Items that cannot be imported show the true monetary inflation
A reader asked the following question:
Why does the costs of rent continue to rise more than inflation?
Here is my answer:
There are a number of items that cannot be imported or exported freely. There are certain factors of life and production that cannot move freely across borders from high-cost to low-cost countries. Obviously, the price of rent cannot be arbitraged. Moreover, the price of rent cannot be arbitraged between less expensive areas of a nation and more expensive areas. Imagine if we could pay the rent of Columbus, OH, while living in New York City.
We can take this further. While technology is assisting in keeping the costs of healthcare down (some healthcare jobs have been off-shored to low-cost nations and some operations and dental work can be performed in Mexico), for the most part the costs of healthcare are generally isolated to each country.
House prices reflect this sad reality and so do the costs of higher education.

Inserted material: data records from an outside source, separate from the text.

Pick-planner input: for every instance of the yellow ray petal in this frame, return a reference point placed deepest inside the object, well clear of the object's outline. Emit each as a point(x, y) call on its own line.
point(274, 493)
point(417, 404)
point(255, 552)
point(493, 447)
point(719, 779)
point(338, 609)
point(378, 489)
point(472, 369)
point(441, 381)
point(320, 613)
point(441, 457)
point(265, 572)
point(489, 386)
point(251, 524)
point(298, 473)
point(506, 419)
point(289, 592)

Thus, the government tends to subsidize these sectors heavily in an attempt to hide their transgressions of hyper monetary printing. It is the government and the central banks that are directly to blame and it does not matter who is in office. As the printing spirals further, the government seeks to control more and more aspects of our lives. This will continue until the government controls just about every factor of life.
To make matters worse, whenever the government subsidizes a sector such as healthcare, it distorts the supply/demand equation. This only helps to restrict supply, stimulate demand, and drive up costs further. Just look at the chart. Even if a nation has universal healthcare, the costs bleed out somewhere else. They almost always result in higher taxes and real estate prices.
Contemplate what the heavily subsidized mortgage market in the U.S. has done to house prices. This is the government’s attempt to help keep the true costs of real estate down. There are nothing but market distortions. Before long, we become addicted to these mortgages and their low interest rates.
Indeed, the government is our worst enemy, but we allow it to happen. We freely embrace these government “benefits,” which only helps in accelerating the process. Before long, we become hopelessly dependent on the government for a sundry list of services. It seems like one huge case of the Stockholm Syndrome.
Those who still cling to the traditional mindset of pursuing a college degree and finding a well-paying job will fall further behind. This is not the “American dream,” this is the American myth.